In dem schönen Lied Laudato si lautet die Strophe 5: „Sei gepriesen, du lässt die Vögel singen! Sei gepriesen, du lässt die Fische spielen! Sei gepriesen für alle deine Tiere! Sei gepriesen, denn du bist wunderbar, Herr!“

Sei gepriesen für alle deine Tiere? Bei Arion vulgaris, aber auch einigen anderen Tieren haben die meisten von uns ein Problem zu loben und zu danken. Man fragt sich vielmehr, warum manche Wesen eigentlich auf dieser Welt sind was sich Gott bei ihnen wohl gedacht habe. Ich habe darauf keine wirkliche Antwort. Was hilft es, dass Nacktschnecken auch irgendwie nützlich sein sollen, weil sie durch das Fressen von Kot für Hygiene im Boden sorgen, wenn sie sich doch viel lieber über zartes Gemüse hermachen?!   
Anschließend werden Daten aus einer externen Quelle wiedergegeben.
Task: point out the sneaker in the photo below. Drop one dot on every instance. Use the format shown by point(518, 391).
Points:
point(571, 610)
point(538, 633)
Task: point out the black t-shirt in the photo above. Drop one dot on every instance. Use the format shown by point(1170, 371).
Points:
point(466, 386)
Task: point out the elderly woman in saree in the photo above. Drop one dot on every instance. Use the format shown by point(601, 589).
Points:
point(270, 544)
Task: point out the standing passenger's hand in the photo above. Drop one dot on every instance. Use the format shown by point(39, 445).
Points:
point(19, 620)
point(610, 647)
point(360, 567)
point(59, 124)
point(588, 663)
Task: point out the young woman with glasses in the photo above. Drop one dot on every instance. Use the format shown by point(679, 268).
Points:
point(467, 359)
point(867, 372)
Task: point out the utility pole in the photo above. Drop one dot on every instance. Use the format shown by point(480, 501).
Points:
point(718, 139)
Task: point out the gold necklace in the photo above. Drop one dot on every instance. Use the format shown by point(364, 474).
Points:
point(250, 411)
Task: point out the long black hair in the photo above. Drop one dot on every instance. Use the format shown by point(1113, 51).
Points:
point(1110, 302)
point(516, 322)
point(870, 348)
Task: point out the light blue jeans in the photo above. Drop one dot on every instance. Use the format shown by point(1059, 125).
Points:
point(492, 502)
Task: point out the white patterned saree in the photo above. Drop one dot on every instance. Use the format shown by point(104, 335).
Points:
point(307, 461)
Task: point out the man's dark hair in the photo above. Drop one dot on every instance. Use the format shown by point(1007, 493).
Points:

Was mir eher hilft ist der Gedanke, ob es mir zusteht, über die Arion vulgaris zu richten. „Der Vater im Himmel lässt seine Sonne aufgehen über Böse und Gute und lässt regnen über Gerechte und Ungerechte“, so sagt Jesus in der Bergpredigt. Zu beurteilen, wer zu den Guten zählt und wer zu den Bösen, steht uns nicht zu. Grenzen sind zumeist fließend; niemand ist nur gut oder nur böse. Zudem stellt sich die Frage, wie wir selbst in den Augen Gottes und in den Augen unserer Mitmenschen gesehen werden?

Mit der Spanischen Wegschnecke ist es wie mit dem Zusammenleben der Menschen: Man muss Wege finden, um halbwegs gut miteinander auszukommen – im Garten, in der Gemeinde, in der Gesellschaft.

Wir können den anderen nicht ändern. Wir können aber an uns arbeiten: dass wir uns beispielsweise nicht immer über alles aufregen, sondern das akzeptieren was nicht zu ändern ist. Und dass wir uns an Gutem erfreuen – dann verliert auch manch Nervendes an Gewicht. 

Die Schnecke und ich – wir werden keine Freunde, aber ist es nicht schön, dass es viel Wichtigeres und Schöneres im Leben gibt. Laudato si!